Die SPÖ will dem geplanten "Terrorismus-Gesetz" von Justizministerin Claudia Bandion-Ortner nicht zustimmen. Man bekenne sich zwar zum Regierungsprogramm, das eine derartige Regelung vorsieht, sagte SP-Justizsprecher Hannes Jarolim am Donnerstag. Verschiedene Stellungnahmen zum Entwurf würden aber vor einem massiven Eingriff in die Grundrechte warnen. Außerdem sei zu befürchten, dass das Gesetz die Falschen treffe. Die SPÖ fordert daher eine Überarbeitung des Entwurfs.
Mit dem geplanten "Terrorismuspräventionsgesetz" soll unter anderem die Ausbildung in "Terrorcamps" unter Strafe gestellt werden. Damit würde man vor einer "ähnlichen Situation" stehen wie beim sogenannten "Mafia-Paragrafen" (278a StGB), sagte Jarolim. Dieser führte dazu, dass Verfahren gegen Tierschutzorganisationen eingeleitet wurden.
Jarolim befürchtet, dass das Gesetz im Endeffekt auch gegen NGOs verwendet werden könnte. Er verweist auf mehrere Stellungnahmen zum Gesetzesentwurf, etwa der Staatsanwaltschaft Graz, des Oberlandesgerichts Graz oder der Strafrechtsexperten Alexander Tipold und Ingeborg Zerbes. Diese würden vor einem "massiven Eingriff in die Grundrechte" warnen und bemängeln, dass die Formulierungen unklar und zu weit gefasst seien.
Jarolim fordert von der Justizministerin eine "vernünftige" Bestimmung, die dem Ziel der Terrorismusbekämpfung gerecht werde und gleichzeitig den Grundrechten Rechnung trage.
Kritik an Personal-Politik
Kritik von der SPÖ erntete Bandion-Ortner auch in Sachen Personal im Justizbereich: Die Aufregung der Staatsanwälte und Richter, die mehr Mitarbeiter fordern, sei für ihn "nicht unverständlich", meinte Jarolim. Die Justizministerin müsse VP-Finanzminister Josef Pröll signalisieren, was sie brauche. Ob er die in Aussicht gestellte Aufstockung um 35 Staatsanwälte plus Assistenzpersonal für komplexe Wirtschaftsstrafsachen für ausreichend halte, wollte Jarolim nicht beantworten.

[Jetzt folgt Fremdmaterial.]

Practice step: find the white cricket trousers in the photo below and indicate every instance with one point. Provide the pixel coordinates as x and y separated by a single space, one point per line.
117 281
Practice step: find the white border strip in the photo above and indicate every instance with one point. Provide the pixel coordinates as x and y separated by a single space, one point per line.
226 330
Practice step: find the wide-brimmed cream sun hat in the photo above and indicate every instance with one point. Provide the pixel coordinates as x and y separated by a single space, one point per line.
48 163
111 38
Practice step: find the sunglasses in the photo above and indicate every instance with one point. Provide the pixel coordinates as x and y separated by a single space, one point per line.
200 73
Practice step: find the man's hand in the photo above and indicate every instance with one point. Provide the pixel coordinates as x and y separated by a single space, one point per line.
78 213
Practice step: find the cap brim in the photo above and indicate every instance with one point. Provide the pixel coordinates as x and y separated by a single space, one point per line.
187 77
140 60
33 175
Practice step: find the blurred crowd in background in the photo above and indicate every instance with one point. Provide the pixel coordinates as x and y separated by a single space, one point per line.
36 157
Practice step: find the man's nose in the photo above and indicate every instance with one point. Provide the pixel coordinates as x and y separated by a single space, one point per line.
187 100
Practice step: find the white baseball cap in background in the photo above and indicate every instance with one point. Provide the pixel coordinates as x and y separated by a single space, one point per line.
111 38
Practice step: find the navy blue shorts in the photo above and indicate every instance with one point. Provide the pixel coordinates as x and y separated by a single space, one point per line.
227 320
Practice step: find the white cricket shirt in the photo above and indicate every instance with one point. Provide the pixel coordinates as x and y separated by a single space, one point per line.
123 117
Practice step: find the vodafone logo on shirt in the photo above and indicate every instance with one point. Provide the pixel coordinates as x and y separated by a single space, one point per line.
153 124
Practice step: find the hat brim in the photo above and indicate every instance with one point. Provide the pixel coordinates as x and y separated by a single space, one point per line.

Der SPÖ-Justizsprecher hält aber weiterhin an seiner Idee fest, den Staatsanwälten bei Wirtschaftsfällen Experten von den Universitäten zur Seite zu stellen, die bei der Klärung von Rechtsfragen helfen sollen. Dazu gebe es auch schon positive Signale seitens der Universitäten. Außerdem müssten endlich eine Kronzeugenregelung, wie es sie bereits im Kartellrecht gibt, und Gruppenklagen ermöglicht werden, so Jarolim.